Brora distillery is a Highland single malt Scotch whisky distillery in Brora, Scotland. It operated between 1819 and 1983 before being mothballed until 2021, when it was reactivated.

==History==
The Brora distillery was built in 1819 by the Marquess of Stafford, although it was known as "Clynelish" until the opening of the Clynelish Distillery in 1968, whereupon the name of the original Clynelish was changed to "Brora". George Lawson and his sons took over the distillery in 1846. In 1896 they sold it to the Glasgow blender James Ainslie and his business partner John Risk.

In 1912 The Distillers Company join John Risk and take full control of the distillery in 1925.

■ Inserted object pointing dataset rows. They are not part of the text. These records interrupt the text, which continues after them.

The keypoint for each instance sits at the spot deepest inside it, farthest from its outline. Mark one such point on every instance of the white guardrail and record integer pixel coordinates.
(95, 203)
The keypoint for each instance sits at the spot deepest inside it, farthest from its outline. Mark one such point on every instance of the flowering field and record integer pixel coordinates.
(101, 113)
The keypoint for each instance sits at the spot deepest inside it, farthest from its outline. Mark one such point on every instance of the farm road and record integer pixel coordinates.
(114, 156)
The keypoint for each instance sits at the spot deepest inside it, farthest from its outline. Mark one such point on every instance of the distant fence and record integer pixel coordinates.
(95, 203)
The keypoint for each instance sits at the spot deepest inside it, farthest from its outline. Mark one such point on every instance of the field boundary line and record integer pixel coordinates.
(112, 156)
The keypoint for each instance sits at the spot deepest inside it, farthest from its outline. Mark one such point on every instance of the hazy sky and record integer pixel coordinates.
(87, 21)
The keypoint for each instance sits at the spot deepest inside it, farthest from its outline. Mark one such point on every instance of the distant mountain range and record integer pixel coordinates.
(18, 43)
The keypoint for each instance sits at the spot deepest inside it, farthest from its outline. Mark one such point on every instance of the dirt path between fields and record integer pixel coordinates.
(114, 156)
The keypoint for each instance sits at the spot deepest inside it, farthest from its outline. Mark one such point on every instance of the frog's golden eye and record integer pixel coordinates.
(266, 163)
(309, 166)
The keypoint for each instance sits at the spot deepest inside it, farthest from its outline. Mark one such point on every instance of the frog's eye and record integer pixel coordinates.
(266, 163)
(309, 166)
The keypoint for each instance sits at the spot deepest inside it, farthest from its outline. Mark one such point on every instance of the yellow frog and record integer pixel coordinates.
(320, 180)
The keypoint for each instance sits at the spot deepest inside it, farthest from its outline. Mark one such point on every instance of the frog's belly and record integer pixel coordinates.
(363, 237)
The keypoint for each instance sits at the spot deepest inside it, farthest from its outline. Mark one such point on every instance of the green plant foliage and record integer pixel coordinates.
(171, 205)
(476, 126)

Between May 1969 and July 1973, Brora produced a heavily peated whisky to supply for blending; this was done to cover a shortage of Islay whisky caused by a drought in that region. Most of the whisky produced as Brora after 1973 is in the lightly peated Highland style.

In early 1983, production at Brora was stopped and the distillery was mothballed.

The release of the 1972 Brora 40 year old in 2014 was the most expensive single malt ever released by Diageo at the time, with a retail price of £7,000.

On 9 October 2017 Diageo announced that it will re-open the Brora distillery with production resuming in 2020. On 19 May 2021 it was announced the reopening was complete and the first new cask of spirit had been filled.